Abstract

Two visible light-harvesting perylenebisimide (PDI)-[60]fullerene (C₆₀) systems, dyad P1 with one C₆₀ unit and triad P2 with two C₆₀ units, have been synthesized. Both systems are axially symmetrical with a rigid biphenyl linker, ensuring a relatively fixed spatial distance between the donor and acceptor, preventing through-space interaction, and enhancing energy transfer. Steady-state and transient spectroscopy, electrochemistry, as well as theoretical calculations have been used to investigate the electrochemical and photophysical properties of the two systems. Steady-state and time-resolved spectroscopy demonstrate that the excited state is featured by an efficient intramolecular energy transfer from PDI to C₆₀. Then, the high efficient intrinsic intersystem crossing of C₆₀ eventually leads to the production of the triplet C₆₀. The extensive visible light absorption of PDI in the range of 400-650 nm and the final localization of the excited energy at the triplet C₆₀ make these compounds ideal singlet oxygen inducers.
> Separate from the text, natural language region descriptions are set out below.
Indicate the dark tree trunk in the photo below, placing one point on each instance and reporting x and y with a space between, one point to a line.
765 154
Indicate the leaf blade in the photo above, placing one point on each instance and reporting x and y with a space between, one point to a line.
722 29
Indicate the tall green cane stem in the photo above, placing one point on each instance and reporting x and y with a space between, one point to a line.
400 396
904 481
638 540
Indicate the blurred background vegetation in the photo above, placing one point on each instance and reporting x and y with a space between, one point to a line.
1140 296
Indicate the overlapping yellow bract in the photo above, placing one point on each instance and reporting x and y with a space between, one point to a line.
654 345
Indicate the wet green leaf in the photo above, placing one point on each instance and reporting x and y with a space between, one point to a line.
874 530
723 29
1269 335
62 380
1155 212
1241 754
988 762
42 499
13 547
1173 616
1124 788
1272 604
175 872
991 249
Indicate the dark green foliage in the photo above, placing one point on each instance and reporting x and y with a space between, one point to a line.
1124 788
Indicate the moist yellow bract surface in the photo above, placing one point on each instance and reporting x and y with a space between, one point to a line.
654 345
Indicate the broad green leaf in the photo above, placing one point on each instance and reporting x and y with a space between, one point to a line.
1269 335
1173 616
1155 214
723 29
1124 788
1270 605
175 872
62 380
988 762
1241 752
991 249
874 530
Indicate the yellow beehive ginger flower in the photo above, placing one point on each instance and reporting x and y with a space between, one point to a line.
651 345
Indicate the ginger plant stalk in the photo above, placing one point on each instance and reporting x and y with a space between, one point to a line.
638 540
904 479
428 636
Further investigation shows that the photooxidation capability for both compounds is significantly enhanced with respect to either PDI or C₆₀ and even better than that of the commonly used triplet photosensitizer methylene blue (MB). The double C₆₀ moieties in P2 display a better result, and the photooxidation efficiency of P2 increases 1.3- and 1.4-fold compared to that of P1 and MB, respectively. The combination of a light-harvesting unit with an intersystem crossing unit results in a highly efficient photooxidation system, which opens up a new way to triplet photosensitizer design.